During the short-lived Kingdom of Westphalia (1807-1813) Dorla belonged to the canton and peace court of Gudensberg. With the restoration of Kurhessen , the village was again part of the Gudensberg district , then from 1821 part of the Fritzlar district, which was newly created in the course of the Kurhessian administrative reform . The jurisdiction was now with the Fritzlar Justice Office , or from 1867 (after the annexation of Hessen-Kassel by Prussia ) with the Fritzlar District Court . From 1932 the village was part of the new Fritzlar-Homberg district (renamed the Fritzlar-Homberg district in 1939), and since the Hessian territorial reform of 1974 it has been part of the Schwalm-Eder district.
Church history
Church history has documented that the Breitenau monastery bought the church patronage with the village and half the court in 1397 . In 1487 a chapel dedicated to St. Matthew is mentioned. In 1525 Dorla was an independent parish, from 1569 a branch church of Wehren . The church patronage was given to the Merxhausen State Hospital in 1557 by Landgrave Philipp .
Special events
On June 8, 1454, in the bloodiest phase of the feud between the aristocratic families of Lower Hesse , Hermann Hund, Heinrich Schenck zu Schweinsberg , Hans von Born, Heinrich von Wallenstein and Heinrich / Henne von Grifte near Dorla von Johann von Meisenbug and his family were born Assaulted and slain people.
Population development and religion
The village was never very big. In the 16th and 17th centuries there are 16 house seats each . In 1735 21 teams are mentioned. In 1742 there were 25 houses, in 1747 there were 26 house seats. Population figures as such are only known from 1834, when 290 people lived in the village. In 1835 there were 296, including 7 Jews. Emigration and emigration in the last decades of the 19th century led to a sharp decline in the number of inhabitants: in 1885 there were only 216 inhabitants, in 1925 with 233 and 1939 with 240. It was not until the aftermath of the Second World War that bombed out and displaced persons caused a sharp increase in the village population, so that in 1950 a total of 386 people were resident. In 1961 the number had dropped back to 312. Today there are around 400.
Since the introduction of the Reformation in the Landgraviate of Hesse , the village population has been predominantly Protestant.
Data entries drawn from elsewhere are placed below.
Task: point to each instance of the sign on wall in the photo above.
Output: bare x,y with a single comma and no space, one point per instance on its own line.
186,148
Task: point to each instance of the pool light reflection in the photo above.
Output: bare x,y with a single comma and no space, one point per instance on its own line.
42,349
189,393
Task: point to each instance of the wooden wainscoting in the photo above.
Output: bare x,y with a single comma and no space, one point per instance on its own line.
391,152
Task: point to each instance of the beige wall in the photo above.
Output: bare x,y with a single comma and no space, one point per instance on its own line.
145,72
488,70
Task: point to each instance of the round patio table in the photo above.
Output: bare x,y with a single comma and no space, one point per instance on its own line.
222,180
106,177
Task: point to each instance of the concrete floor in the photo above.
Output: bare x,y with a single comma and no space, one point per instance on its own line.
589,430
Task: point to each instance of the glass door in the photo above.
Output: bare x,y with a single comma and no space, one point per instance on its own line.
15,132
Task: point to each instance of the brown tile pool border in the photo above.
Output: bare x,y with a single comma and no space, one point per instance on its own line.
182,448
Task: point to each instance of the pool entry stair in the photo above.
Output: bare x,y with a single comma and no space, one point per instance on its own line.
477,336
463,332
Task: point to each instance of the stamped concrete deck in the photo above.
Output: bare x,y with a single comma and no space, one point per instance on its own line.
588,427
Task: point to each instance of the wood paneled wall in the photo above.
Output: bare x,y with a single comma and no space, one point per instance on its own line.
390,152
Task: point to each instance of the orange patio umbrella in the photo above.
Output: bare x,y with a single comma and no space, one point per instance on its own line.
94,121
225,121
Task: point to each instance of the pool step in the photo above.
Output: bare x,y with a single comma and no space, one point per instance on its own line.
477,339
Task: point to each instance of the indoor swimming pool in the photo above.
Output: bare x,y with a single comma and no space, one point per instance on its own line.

The few Jewish residents noted in 1835 are not mentioned later and are likely to have moved to nearby Gudensberg with its relatively large Jewish community . Today around 15% of the population are Catholic.
literature
- Werner Ide: From Adorf to Zwesten , Bernecker, Melsungen, 1972
Individual evidence
- ↑ "Dorla, Schwalm-Eder District". Historical local dictionary for Hessen. (As of May 21, 2014). In: Landesgeschichtliches Informationssystem Hessen (LAGIS).
- ^ Location on the website of the city of Gudensberg , accessed in January 2016
- ↑ Hessische / Niedersächsische Allgemeine (HNA) from January 29, 2009.
- ↑ Guido Reinhardt: History of the market Gräfentonna , Langensalza 1892.
- ↑ Stone cross without inscription at Dorla
Web links
- Dorla on the website of the city of Gudensberg
- "Dorla, Schwalm-Eder district". Historical local dictionary for Hessen. In: Landesgeschichtliches Informationssystem Hessen (LAGIS).